3.– La ricorrente, dopo aver riportato il disposto dell’art. 16, comma 7, del detto d.l., rileva che esso, prevedendo un drastico taglio delle risorse destinate alle Province, si porrebbe in contrasto con gli artt. 5, 117, secondo comma, lettera p), quarto e sesto comma, 118 e 119 Cost. e, ancora, con il principio di leale collaborazione.

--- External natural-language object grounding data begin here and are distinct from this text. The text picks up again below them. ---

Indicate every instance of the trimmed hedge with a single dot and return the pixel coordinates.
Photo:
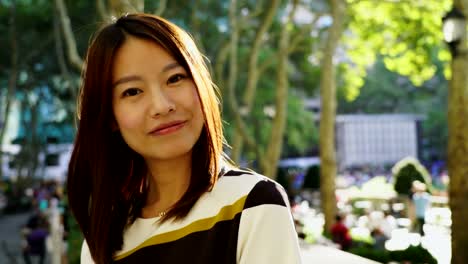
(408, 170)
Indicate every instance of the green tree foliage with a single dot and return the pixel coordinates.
(312, 178)
(405, 33)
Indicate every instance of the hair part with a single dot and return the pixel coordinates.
(105, 175)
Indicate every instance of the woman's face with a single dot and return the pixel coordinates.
(155, 102)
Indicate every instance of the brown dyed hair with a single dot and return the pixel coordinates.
(105, 175)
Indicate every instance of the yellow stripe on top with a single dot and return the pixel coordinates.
(228, 212)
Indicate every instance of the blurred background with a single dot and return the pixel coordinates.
(357, 107)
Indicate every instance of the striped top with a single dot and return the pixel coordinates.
(245, 219)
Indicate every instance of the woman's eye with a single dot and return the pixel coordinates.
(131, 92)
(176, 78)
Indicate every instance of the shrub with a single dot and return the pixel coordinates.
(408, 170)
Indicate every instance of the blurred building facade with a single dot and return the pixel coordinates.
(377, 139)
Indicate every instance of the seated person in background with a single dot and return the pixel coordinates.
(340, 233)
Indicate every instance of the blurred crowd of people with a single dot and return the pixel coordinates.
(45, 232)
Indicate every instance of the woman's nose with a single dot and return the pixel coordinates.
(161, 103)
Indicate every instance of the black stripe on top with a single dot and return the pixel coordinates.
(213, 246)
(237, 173)
(264, 192)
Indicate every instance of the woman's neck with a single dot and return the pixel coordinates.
(168, 180)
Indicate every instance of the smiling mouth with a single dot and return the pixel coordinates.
(168, 129)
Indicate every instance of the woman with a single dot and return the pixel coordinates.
(148, 182)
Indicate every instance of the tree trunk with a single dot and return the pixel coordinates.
(328, 114)
(458, 147)
(11, 81)
(121, 7)
(70, 40)
(281, 101)
(253, 73)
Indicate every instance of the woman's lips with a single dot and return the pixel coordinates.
(168, 128)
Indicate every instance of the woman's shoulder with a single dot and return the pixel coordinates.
(256, 188)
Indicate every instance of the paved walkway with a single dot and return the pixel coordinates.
(312, 254)
(10, 237)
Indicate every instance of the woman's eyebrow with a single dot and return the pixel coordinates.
(127, 79)
(171, 66)
(131, 78)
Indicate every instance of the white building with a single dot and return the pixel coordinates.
(377, 139)
(53, 164)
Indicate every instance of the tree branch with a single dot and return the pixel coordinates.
(13, 73)
(305, 31)
(75, 60)
(252, 78)
(101, 8)
(279, 120)
(232, 102)
(161, 7)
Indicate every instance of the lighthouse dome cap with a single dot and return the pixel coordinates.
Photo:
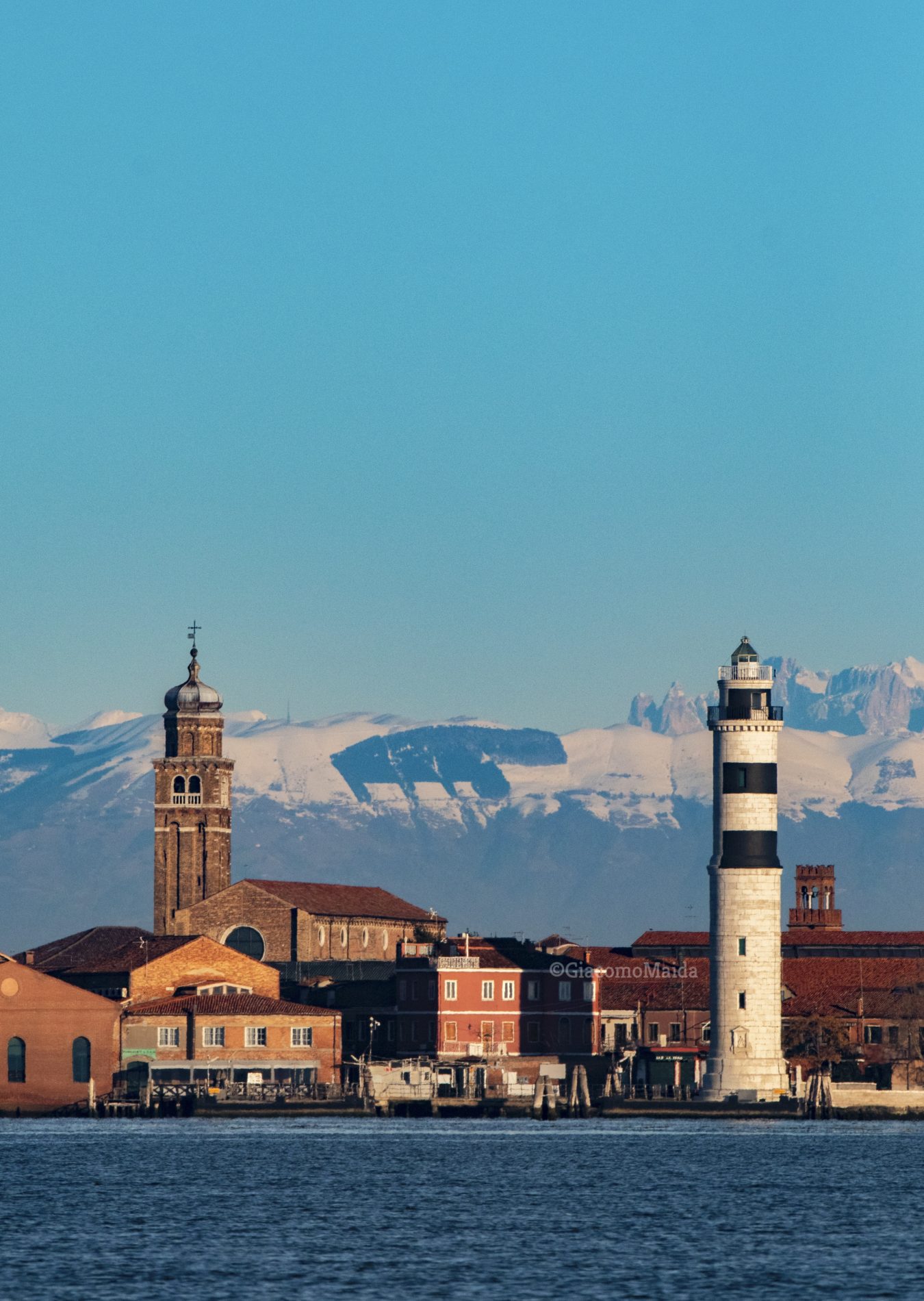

La Regione pone in evidenza come detta disposizione, comportando una grave compromissione dell’autonomia regionale e dell’assetto ordinamentale, violerebbe l’art. 5 Cost., il quale riconosce rilievo costituzionale alle autonomie locali, il principio del più ampio decentramento amministrativo e l’adeguamento della legislazione statale alle esigenze dell’autonomia e del decentramento.
Essa sostiene, inoltre, che il suddetto taglio dei trasferimenti, intervenendo nella programmazione del bilancio in corso, determinerebbe l’impossibilità di far fronte alle spese programmate, con conseguente sforamento del patto di stabilità interno, senza considerare le differenziazioni tra le diverse Regioni, relativamente all’attribuzione delle funzioni alle Province.
A tal riguardo, osserva come anche il Servizio Bilancio del Senato abbia formulato dubbi sulla coerenza di tagli lineari «così pesanti ed indiscriminati», tali da incidere sull’esistenza stessa delle Province; in tal modo, il fondo sperimentale di riequilibrio appena istituito dall’art. 21 del decreto legislativo 6 maggio 2011, n. 68 (Disposizioni in materia di autonomia di entrata delle regioni a statuto ordinario e delle province, nonché di determinazione dei costi e dei fabbisogni standard nel settore sanitario), ed il fondo perequativo di cui all’art. 13 del decreto legislativo 14 marzo 2011, n. 23 (Disposizioni in materia di federalismo fiscale municipale), sarebbero neutralizzati proprio nelle specifiche modalità di riparto e di determinazione.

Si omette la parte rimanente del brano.